例年この時期に話題に上る北朝鮮の食糧問題ですが、今年は研究者でも情報入手が難しいようです。韓国で農村奉仕活動の経験がある北朝鮮研究の第一人者の宮塚利雄さんは、自身のメルマガ『宮塚利雄の朝鮮半島ゼミ「中朝国境から朝鮮半島を管見する!」』で、脱北者の手記を紹介。農村動員の際の劣悪な環境での「田植え」の実態を伝えています。
例年であればこの時期は過酷で劣悪な…北朝鮮「農村動員」の地獄とは?
最近の北朝鮮問題の関心事は、「金正恩朝鮮労働党委員長の現地指導と健康状況云々」のようだが、金正恩の「現地指導」といっても、何も分からない奴がいかにも「自分は何でも知っている。だからお前たちに指導してやるのだ。だから、きちんとメモを取れ」と言わんばかりに工場や企業所、軍部隊の視察を行っている。

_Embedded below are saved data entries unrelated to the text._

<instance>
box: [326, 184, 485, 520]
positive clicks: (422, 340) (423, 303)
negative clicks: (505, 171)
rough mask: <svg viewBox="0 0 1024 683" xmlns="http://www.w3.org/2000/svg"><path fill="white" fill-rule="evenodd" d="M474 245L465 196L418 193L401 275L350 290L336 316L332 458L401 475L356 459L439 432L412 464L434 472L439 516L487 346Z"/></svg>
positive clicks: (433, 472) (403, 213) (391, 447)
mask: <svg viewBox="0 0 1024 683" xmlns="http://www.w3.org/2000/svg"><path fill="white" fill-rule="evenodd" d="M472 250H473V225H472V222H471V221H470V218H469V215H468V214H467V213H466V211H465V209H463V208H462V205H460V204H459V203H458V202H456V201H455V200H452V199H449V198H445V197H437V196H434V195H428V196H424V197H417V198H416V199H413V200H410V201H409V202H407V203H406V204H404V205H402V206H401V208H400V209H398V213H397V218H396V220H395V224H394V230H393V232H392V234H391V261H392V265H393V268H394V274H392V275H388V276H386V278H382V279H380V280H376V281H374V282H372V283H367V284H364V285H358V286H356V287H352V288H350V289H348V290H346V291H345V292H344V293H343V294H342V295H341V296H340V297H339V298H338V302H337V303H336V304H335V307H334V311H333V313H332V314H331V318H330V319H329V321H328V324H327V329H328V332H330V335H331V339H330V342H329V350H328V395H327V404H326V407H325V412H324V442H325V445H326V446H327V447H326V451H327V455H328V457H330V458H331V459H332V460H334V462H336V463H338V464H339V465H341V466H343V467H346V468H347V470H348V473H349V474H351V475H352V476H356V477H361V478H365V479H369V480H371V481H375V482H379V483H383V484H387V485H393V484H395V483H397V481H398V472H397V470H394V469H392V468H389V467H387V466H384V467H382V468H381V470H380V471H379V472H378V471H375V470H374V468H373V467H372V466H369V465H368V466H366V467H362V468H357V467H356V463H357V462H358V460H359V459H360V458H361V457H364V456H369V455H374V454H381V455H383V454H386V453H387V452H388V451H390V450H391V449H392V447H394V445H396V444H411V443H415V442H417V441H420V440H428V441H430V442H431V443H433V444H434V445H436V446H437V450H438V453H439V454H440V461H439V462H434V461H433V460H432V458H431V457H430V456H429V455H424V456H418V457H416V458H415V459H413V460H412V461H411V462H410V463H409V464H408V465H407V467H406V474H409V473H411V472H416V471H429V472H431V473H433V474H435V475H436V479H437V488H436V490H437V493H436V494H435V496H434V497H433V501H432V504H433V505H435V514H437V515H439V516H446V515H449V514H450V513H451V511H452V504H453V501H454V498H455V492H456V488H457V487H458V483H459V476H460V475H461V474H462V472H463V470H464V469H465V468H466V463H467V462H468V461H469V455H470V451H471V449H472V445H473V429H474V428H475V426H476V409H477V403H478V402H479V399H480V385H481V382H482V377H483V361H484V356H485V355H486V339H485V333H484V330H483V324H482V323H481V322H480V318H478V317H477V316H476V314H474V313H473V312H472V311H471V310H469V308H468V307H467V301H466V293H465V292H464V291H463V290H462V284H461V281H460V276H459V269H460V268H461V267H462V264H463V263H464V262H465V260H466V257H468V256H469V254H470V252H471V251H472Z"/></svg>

高杉晋作ではないが、「どのように高遠な識見も、それが現実に根をおろして実行されないのであれば一椀の汁にも劣る」(山岡荘八の小説『高杉晋作』講談社)と言うが、傲慢で厚顔無恥の金正恩が「高遠な識見」などあるはずもない。
ただ皆が「うわの空で、何言っているんだ、この白豚野郎は、早く終われ」と思いながらも、「御説ごもっともです」といかにも分かったようなふりをして聞いているだけである。
聞いている者が質問でもしようものなら大変なことになるので、金正恩の一方的な演説で終わるのがオチだ。
ところで、北朝鮮ウォッチャーとして例年ならば、北朝鮮の田植えと食糧問題などに言及しなければならないのに、同業他者や異業他者も北朝鮮の田植えや食糧問題にはほとんど触れていない。
北朝鮮の人民にとって「田植え」がどのようなものであるのかを、『統一日報』の「ノースコリアンナイト──ある脱北者の物語33」から紹介する。
6月、今もそのときのことを思い出すととても辛い。農村動員は多くの危険が潜んでいた。しかし、学校から配られた農村動員準備品等のマニュアルには、その危険については何も書いていなかった。準備品目の1番目は、宿泊する家と食堂になる家の金日成と金正日の肖像画を毎朝掃除する「忠誠の掃除道具箱」だ。
この箱には白いハンドタオルと赤いビロードで作ったレースなどの決まった物が入っている。毎朝1人ずつ交代で掃除するのではなく、泊まっている全員が起きたら最初に肖像画を掃除してから他のことをする掟になっていた。この掟を守らないと思想闘争の的になるのだ。
農村の家庭は、藁でご飯を炊くので埃だらけだ。また土と藁を混ぜて壁に貼っただけの壁紙は何の意味もなく、ドアを開け閉めするわずかな衝撃でも土が落ちてきた。それに朝から晩までの仕事で農場員たちの作業服などは泥まみれで、毎日掃除とお風呂が必要だが、水汲みも少量しかないし、お風呂もないから、とにかく汚い環境だった。(後略)
私も1973年5月に韓国の慶熙大学の大学院に留学したときに、同大学の農村奉仕活動グループの一員として、韓国語がほとんどできないのにもかかわらず参加した。場所は江原道の山間地域の農村であった。風呂などはなく、近くの小川でみな沐浴をしたり洗濯をした。宿舎は小学校の体育館であった。